İçindekiler
Farz namaza konsantre olma adına önem taşıyan bir diğer unsur da ondan önce eda edilecek sünnet namazlarıdır. Sünnet namazlar, farz namazda insanın yüreğinin daha bir dolup ayrı bir dolgunluğa ulaşması adına atılan adımların bir diğerini teşkil eder. Başka bir ifadeyle, henüz farzla gerçek kurbet enginliklerine açılmadan evvel, ılgıt ılgıt ilahî rahmet esintileriyle ruhların bir kere daha kuşatılması, o ana kadar abdest ve namazla adım adım derinleştirilen konsantrasyonun bir kere daha kontrol edilmesidir. Böylece insan, sünnetlerle biraz daha mesafe almış ve Allah’a biraz daha yaklaşmış olacaktır.
Bilindiği gibi, farz namazların dışında kılınan namazların hepsine nafile denir. Bunların bir kısmı günlük beş vakit namaza bağlı olarak kılınır ki, bunlar sabah namazının sünneti, öğle namazının ilk ve son sünnetleri, ikindi, akşam ve yatsı namazlarının sünnetleridir.
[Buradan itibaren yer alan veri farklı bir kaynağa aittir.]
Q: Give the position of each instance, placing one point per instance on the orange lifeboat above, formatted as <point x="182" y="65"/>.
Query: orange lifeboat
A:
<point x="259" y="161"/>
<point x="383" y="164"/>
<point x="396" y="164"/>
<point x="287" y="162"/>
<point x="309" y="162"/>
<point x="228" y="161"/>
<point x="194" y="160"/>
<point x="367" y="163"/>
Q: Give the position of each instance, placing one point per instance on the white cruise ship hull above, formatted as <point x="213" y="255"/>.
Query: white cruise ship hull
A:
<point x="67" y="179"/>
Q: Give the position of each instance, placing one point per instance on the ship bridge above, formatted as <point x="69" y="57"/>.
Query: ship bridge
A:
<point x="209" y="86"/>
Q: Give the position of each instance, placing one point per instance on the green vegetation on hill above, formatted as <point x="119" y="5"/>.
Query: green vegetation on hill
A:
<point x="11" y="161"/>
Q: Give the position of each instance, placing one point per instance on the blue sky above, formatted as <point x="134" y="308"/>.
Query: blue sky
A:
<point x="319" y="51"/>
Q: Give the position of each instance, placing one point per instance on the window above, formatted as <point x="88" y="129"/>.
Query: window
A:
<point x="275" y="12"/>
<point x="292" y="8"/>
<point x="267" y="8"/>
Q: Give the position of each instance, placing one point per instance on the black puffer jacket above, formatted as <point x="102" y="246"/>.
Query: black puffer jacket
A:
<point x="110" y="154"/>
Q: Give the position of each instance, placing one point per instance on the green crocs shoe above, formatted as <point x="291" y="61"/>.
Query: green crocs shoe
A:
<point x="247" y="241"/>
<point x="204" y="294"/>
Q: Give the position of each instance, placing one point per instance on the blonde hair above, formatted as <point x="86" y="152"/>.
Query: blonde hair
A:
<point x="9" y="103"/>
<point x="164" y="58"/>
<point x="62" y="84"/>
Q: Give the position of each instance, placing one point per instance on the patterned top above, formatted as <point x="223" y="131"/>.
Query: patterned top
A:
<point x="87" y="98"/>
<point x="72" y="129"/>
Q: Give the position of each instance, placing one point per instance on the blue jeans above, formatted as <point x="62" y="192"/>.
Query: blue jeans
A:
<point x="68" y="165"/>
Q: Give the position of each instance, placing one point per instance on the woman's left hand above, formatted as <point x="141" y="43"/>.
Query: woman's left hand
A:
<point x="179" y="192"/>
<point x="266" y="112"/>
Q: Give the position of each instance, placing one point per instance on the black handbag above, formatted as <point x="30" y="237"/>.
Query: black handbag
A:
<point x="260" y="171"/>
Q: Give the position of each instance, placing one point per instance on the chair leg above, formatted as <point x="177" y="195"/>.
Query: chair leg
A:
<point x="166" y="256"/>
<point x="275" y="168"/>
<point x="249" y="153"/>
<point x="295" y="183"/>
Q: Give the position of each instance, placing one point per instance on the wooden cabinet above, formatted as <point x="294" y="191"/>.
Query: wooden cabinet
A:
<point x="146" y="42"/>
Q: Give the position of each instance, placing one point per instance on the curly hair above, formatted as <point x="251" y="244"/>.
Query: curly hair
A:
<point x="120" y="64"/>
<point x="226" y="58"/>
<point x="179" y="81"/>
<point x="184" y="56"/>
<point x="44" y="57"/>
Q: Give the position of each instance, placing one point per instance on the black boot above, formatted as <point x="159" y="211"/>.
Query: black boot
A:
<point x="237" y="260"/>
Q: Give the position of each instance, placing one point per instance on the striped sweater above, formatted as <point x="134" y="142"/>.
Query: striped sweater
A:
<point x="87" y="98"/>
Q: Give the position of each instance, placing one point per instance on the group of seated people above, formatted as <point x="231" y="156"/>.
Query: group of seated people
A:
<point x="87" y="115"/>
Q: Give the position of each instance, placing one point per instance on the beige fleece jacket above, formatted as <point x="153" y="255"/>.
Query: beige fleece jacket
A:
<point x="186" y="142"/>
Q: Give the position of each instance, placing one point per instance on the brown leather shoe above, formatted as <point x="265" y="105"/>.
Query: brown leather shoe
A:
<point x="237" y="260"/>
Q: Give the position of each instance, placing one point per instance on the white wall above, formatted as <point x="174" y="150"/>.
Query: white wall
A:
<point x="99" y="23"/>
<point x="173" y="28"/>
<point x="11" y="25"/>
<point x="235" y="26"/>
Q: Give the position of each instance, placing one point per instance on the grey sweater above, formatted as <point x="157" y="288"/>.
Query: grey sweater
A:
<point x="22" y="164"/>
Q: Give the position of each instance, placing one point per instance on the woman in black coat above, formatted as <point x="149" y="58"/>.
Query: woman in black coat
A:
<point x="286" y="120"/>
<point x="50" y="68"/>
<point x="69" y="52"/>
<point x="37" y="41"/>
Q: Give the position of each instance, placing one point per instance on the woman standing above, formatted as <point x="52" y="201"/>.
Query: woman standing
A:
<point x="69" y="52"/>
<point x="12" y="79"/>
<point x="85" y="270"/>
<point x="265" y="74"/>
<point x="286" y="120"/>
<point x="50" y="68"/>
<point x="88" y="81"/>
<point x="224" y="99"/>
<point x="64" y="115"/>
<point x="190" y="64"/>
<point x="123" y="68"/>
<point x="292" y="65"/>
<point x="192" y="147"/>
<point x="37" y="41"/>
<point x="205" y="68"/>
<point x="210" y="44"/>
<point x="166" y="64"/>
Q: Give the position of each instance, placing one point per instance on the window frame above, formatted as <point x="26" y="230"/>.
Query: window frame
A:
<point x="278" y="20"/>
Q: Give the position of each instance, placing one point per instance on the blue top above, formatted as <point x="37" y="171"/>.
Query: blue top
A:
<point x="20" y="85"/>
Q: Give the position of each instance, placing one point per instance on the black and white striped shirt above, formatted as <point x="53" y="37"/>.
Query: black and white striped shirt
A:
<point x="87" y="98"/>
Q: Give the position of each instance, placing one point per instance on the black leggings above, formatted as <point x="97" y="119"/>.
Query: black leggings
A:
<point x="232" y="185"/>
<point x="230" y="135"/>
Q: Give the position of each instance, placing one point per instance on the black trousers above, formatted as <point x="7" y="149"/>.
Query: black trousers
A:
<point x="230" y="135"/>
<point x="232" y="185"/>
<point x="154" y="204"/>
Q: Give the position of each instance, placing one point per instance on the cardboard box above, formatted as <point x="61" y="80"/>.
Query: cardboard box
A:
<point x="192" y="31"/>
Allah Resulü (sallallâhu aleyhi ve sellem), çeşitli hadislerinde, bu nafileler üzerinde durur ve onların önemini uzun uzadıya anlatır. Revâtib sünnetler de denilen bu nafile namazlar, bir hadis-i şerifte toplu olarak zikredilir ve: “Her gün on iki rekâta kim devam ederse, Allah ona cennette bir ev bina eder.” buyrulur. Sonra da bu on iki rekâti şöyle sayar Allah Resulü: “İkisi sabahtan, dördü öğleden önce, ikisi öğleden sonra, ikisi akşamdan sonra, ikisi de yatsıdan sonra.”(Tirmizi, salât 206; Nesei, kıyamu’l-leyl 66)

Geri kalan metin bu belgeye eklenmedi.